ABSTRACT

Introduction The Obama administration argues that the use of targeted killings is consistent with US obligations in international law3; however, many international law scholars disagree.4 Furthermore, questions of international law are often central to debates about targeted killings. Academic writing on international law relevant to targeted killings is one of the richest areas of present debate, but the deeper legal reasoning of the US government has been made public, in fragmentary form, through leaks, memos and speeches.5 The Obama administration’s defence of targeted killings is predicated on a number of premises relevant to international law – that a state of war exists between the United States and al-Qaeda, that targeting individuals with lethal force is legitimate in the context of this war, that the use of force is necessary and that the means used are legitimate.
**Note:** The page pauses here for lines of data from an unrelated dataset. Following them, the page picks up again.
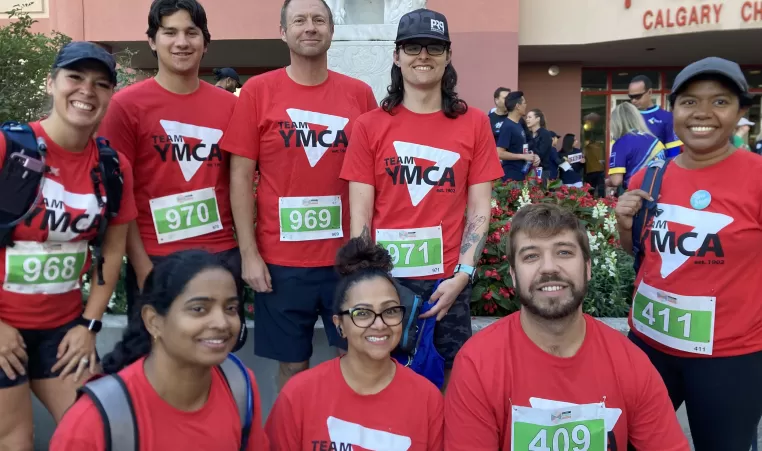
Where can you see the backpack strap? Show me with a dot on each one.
(237, 377)
(108, 174)
(652, 185)
(111, 398)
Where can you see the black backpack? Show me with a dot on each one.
(648, 210)
(20, 138)
(111, 398)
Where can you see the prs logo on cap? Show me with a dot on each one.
(437, 25)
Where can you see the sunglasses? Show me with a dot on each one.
(431, 49)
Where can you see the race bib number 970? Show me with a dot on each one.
(44, 268)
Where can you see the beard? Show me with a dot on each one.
(553, 307)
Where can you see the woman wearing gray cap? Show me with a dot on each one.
(61, 194)
(696, 311)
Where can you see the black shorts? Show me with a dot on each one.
(285, 318)
(41, 350)
(722, 395)
(452, 332)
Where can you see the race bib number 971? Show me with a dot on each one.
(44, 268)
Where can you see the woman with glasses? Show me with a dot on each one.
(365, 398)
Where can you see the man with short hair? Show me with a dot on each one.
(169, 127)
(499, 113)
(294, 123)
(658, 120)
(227, 78)
(512, 147)
(550, 374)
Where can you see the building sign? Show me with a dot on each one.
(678, 17)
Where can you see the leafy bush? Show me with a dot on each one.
(611, 286)
(25, 62)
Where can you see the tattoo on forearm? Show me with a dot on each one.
(470, 235)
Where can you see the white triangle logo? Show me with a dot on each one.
(302, 119)
(207, 136)
(442, 159)
(703, 222)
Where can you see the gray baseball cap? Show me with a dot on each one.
(711, 65)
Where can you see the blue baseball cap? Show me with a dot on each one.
(77, 51)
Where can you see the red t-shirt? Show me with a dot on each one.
(701, 255)
(173, 143)
(317, 410)
(501, 367)
(298, 135)
(41, 273)
(421, 166)
(161, 427)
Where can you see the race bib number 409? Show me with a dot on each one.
(310, 218)
(44, 268)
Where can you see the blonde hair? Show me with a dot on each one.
(625, 119)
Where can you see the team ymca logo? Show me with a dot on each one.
(679, 233)
(191, 146)
(346, 436)
(66, 215)
(414, 168)
(314, 132)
Whereas the previous chapter addressed war in its conceptual and strategic sense, it is now necessary to reconcile this with the definitions of war and armed conflict found in international law. The US government legitimises targeted killings by articulating and maintaining their non-illegality. In order to do this, the Obama administration’s defence relies on the liminal space between positively authorised activities in law and positively prohibited activities. Importantly, there are areas of international law governing

the use of force for which there is an intentional lack of opinio juris.6 Also, as previously noted (see p. 50), treaty law does not provide an immediate fit for classifying the type of conflict that the United States is in. Some commentators referred to the Bush administration’s use of these gaps as creating legal ‘black holes’.7 However, unlike the Bush administration, which sought to limit the application of law and challenged the applicability of basic standards such as the Geneva Conventions, the Obama administration argues that it abides by the ‘principles of the laws of war where the law is unclear’.8 In legal terms, the Obama administration’s defence turns on the argument that the United States has the right to use force in self-defence, and that its use of force does not breach the sovereignty of other states. A second cluster of claims are that IHL applies in the context of targeted killings and that targeted killings do not contravene the jus in bello prohibitions of IHL. There are significant consequences to these arguments. The legitimation of the practice of targeted killing expands grey areas of international law, and the adoption of these positions by other states will serve to widen the scope for the use of force under existing interpretations of law. There are political externalities created by these wider interpretations that, although not positively undermining the Obama administration’s defence, form an integral component of the defence that it offers.